I haven’t yet needed to try either…

  • drilling, or
  • counter-sinking

…with these bits. But thread cutting 3mm acrylic (Perspex) using these taps works just fine in a cordless drill/driver, going slowly, with WD40 as lubricant. Some of the threads look really nice. Here’s a gallery of (mostly close-ups which you can click to enlarge) photos…

  15 Responses to “How to tap a thread in acrylic Perspex, Lucite, Plexiglass using your cordless drill driver”

  1. Do these come in 2-56 thread size?

  2. This is very interesting, I recently built a box with acrylic sheet, it was 5mm thick sheet and I was drilling and hand tapping 2mm threads edge on! I used a modelling drill in a stand to ensure that I got perfectly perpendicular holes, I used hand taps with a little Vaseline. I didn’t even know you could get drill and tap combined.

  3. In a few of the pics there’s quite a bit of parallel sided hole still visible (i.e. not cut thread). It’s most apparent on the cross-section of the M10. That makes me think your laser cut holes are oversized (by a beam diameter maybe?) and you’re left with less thread engagement than you could otherwise achieve. Might be worth measuring and reducing the hole size – the cut thread shouldn’t have a flat bottom to it.

    • Thanks – that wouldn’t be hard to do. I’ll have a look at that. :)

      Actually the M10 is the only thread I haven’t checked out of all of them. I didn’t have an M10 bolt to try out. The hole was probably too big. Very easy to tweak though.

      Got the Mitutoyo calipers out. The ‘kerf’ of the laser makes the holes about 0.1mm oversize. Might do some testing with smaller holes to optimise the technique.

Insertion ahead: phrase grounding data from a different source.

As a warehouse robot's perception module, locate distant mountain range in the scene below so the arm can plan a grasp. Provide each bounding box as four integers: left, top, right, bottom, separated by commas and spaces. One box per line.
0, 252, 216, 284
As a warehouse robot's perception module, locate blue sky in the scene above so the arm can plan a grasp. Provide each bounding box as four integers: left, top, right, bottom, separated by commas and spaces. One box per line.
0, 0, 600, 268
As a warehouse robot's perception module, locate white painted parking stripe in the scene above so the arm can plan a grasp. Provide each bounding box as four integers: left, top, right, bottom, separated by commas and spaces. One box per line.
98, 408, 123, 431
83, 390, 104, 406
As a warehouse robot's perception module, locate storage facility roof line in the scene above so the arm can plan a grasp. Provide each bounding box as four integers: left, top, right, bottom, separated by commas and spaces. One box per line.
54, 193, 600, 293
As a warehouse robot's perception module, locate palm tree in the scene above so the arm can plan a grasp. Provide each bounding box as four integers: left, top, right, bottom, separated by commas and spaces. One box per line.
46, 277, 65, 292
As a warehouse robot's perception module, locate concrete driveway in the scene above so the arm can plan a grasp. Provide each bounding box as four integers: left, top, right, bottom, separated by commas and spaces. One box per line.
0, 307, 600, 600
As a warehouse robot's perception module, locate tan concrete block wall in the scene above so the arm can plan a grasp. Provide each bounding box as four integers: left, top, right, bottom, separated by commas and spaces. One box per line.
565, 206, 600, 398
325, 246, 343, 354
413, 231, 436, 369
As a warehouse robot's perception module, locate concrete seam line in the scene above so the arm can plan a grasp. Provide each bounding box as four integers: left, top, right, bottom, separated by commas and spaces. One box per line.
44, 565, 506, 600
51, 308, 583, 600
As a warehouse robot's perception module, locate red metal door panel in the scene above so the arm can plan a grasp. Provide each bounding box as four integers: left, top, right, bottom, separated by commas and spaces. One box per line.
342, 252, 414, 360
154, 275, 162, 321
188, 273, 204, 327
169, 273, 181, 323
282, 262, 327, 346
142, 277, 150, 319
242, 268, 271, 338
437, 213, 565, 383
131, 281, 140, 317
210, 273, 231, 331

  4. Will you be making a version of your Zerobase plate with threaded holes, to save having the extra nuts on the bottom? :)

    I vaguely remember using a tap and die during high-school CDT to make a metal hexagonal spinner (i.e. something like https://www.amazon.com/Wooden-Spinning-Top-Kids-Set/dp/B01L7XCLP0/ – nothing to do with “fidget spinner”!)

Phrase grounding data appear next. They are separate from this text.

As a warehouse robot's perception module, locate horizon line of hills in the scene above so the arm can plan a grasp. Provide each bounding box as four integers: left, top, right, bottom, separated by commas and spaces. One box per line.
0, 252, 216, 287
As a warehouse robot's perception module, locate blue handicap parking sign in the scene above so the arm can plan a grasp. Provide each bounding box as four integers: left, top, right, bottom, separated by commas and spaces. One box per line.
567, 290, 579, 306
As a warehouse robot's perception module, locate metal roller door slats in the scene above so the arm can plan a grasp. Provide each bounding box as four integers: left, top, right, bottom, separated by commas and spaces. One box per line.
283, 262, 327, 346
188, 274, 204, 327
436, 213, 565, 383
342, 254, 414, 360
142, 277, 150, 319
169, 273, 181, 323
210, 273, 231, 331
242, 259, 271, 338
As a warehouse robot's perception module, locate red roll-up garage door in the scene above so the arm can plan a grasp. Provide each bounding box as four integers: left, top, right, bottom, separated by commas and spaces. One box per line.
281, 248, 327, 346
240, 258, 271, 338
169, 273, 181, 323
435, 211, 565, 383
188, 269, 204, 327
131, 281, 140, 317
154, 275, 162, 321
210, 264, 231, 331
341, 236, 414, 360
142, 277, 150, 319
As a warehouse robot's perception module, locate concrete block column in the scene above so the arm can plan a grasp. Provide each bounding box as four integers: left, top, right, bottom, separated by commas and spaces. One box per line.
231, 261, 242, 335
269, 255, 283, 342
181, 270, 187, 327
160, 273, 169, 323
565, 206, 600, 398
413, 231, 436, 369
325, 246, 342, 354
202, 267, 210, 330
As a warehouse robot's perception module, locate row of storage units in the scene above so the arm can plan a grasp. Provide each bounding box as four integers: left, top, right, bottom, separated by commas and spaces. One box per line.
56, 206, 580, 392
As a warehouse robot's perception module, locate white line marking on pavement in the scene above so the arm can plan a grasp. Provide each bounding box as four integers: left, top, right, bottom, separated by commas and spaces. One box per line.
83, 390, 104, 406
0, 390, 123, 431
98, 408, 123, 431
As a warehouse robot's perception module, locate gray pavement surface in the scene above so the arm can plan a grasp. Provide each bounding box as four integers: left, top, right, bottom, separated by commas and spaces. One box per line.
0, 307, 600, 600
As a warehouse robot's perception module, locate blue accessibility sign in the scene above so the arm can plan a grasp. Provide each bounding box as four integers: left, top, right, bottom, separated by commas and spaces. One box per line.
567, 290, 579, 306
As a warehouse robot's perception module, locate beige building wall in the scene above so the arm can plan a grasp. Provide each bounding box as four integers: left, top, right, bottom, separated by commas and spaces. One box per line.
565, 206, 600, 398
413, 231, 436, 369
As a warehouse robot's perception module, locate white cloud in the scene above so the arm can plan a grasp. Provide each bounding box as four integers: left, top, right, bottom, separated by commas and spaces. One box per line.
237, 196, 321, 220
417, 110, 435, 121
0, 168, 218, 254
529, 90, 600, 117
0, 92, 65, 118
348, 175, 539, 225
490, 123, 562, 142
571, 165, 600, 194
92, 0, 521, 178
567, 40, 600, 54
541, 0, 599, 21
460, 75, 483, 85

    • No – for two reasons…

      1. the extra labour involved (and QC)
      2. I don’t have an M2.5 ‘bit’

      I always wanted to do D&T at school, but it never worked out with my options.

  5. Awesome!, would also be safer using these in a hex screwdriver if you are at all unsure about snapping one – most likely the 3mm / 4mm. If you break a 5mm HSS tap hamfisted is the only word for it. Must get some of these, thanks Alex. P.S. love the 3B+ review.

  6. Great article!!
    Actually drilling is not everyone’s cup of tea. Acrylic Perspex gives the better results when it is cut with finishing. Professionalism is required for that, and that is why I would like to suggest you that its better to contact any expert rather than trying yourself with some tools.

    • Hi Hollie.
      You’re absolutely entitled to your opinion, which happens to be exactly the opposite of mine. I’m the kind of person who would rather have a go, buy the tool, waste some materials and time and thoroughly enjoy learning how to achieve the result I require. Not everything requires a seasoned professional to get an acceptable result. That’s pretty much the antithesis to the Maker movement. But you’re absolutely right. We aren’t all the same. Not everyone likes doing it that way. But when you start to say that one way is better than another it starts to get messy because better for you and your application will not necessarily be better for me. You have to make an informed decision based on your circumstances.

      • I make a lot of things the way I do them just because I don’t know any better. Sometimes they work just fine and sometimes they end up straight in the scrap heap. Such is life. If I had a dime for everything I made that landed in the trash I could pay an army of people to empty the trash.